Opportunities open up

The unfavourable supply chain situation does open up opportunities for small, specialist manufacturers in our region, as companies begin to source supplies locally for greater supply chain security. For example, uPVC double glazing manufacturers are already benefiting from this on-shoring trend as overseas sources become increasingly unviable.

The weaker pound also makes exports from the capital more competitive and benefits the hospitality and leisure industry by making London and other tourist hotspots in the region more affordable and attractive to overseas tourists.

In terms of M&A activity, I would expect to see caution during the first half of 2023 as businesses pay down debts and stabilise their finances.
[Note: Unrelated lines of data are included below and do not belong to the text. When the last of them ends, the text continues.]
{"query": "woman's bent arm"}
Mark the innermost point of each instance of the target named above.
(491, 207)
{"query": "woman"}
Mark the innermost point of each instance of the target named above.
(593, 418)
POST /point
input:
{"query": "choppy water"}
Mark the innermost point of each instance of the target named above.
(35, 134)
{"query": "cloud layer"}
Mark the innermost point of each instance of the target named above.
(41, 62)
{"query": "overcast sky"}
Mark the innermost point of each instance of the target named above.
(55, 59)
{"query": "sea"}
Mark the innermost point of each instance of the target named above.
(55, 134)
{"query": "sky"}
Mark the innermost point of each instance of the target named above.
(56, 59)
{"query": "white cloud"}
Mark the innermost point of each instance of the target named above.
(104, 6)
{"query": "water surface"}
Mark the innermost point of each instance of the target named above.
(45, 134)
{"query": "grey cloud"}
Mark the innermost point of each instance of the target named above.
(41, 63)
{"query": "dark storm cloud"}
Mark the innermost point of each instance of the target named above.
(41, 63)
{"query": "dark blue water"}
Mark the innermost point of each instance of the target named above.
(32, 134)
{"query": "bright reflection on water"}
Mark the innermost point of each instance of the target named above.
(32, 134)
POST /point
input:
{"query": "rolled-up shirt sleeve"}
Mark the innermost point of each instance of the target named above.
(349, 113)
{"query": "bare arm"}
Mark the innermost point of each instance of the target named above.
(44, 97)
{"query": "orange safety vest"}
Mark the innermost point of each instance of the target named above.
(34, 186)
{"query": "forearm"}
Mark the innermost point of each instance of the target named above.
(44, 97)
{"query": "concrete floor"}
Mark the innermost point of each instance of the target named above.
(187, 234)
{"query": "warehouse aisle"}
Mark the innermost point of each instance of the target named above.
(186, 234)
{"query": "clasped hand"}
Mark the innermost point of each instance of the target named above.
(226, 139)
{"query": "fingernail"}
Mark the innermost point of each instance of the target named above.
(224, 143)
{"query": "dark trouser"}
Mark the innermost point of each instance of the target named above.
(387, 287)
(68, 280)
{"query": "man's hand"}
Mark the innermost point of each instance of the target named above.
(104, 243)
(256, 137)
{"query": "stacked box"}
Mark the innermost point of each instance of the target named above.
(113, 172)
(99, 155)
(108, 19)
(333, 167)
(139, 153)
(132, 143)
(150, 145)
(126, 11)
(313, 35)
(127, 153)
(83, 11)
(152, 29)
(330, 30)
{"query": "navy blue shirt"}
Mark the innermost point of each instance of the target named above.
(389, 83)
However, in the latter half of the year businesses may begin to identify and capitalise on M&A opportunities that may not have been affordable in previous years, driving consolidation.

Data is the big deal

Technology use went through a step-change during the pandemic and moving forward companies should look at their data. Finding ways to make use of it could help many businesses to better understand their customer behaviour and find efficiencies. The key issue is that while there is now so much data available, there’s a shortage of people with the skills to help companies to exploit it in a way which is also compliant with the relevant regulatory/legal rules and that is something firms need to address to remain competitive.


Despite the macro situation, this year could be a hopeful one for businesses that are sufficiently prepared to face the challenges ahead and capitalise on growth opportunities where they can.

For our part, the London and South East Region team is here to help clients through these difficult times, and we look forward to helping them capitalize on emerging opportunities.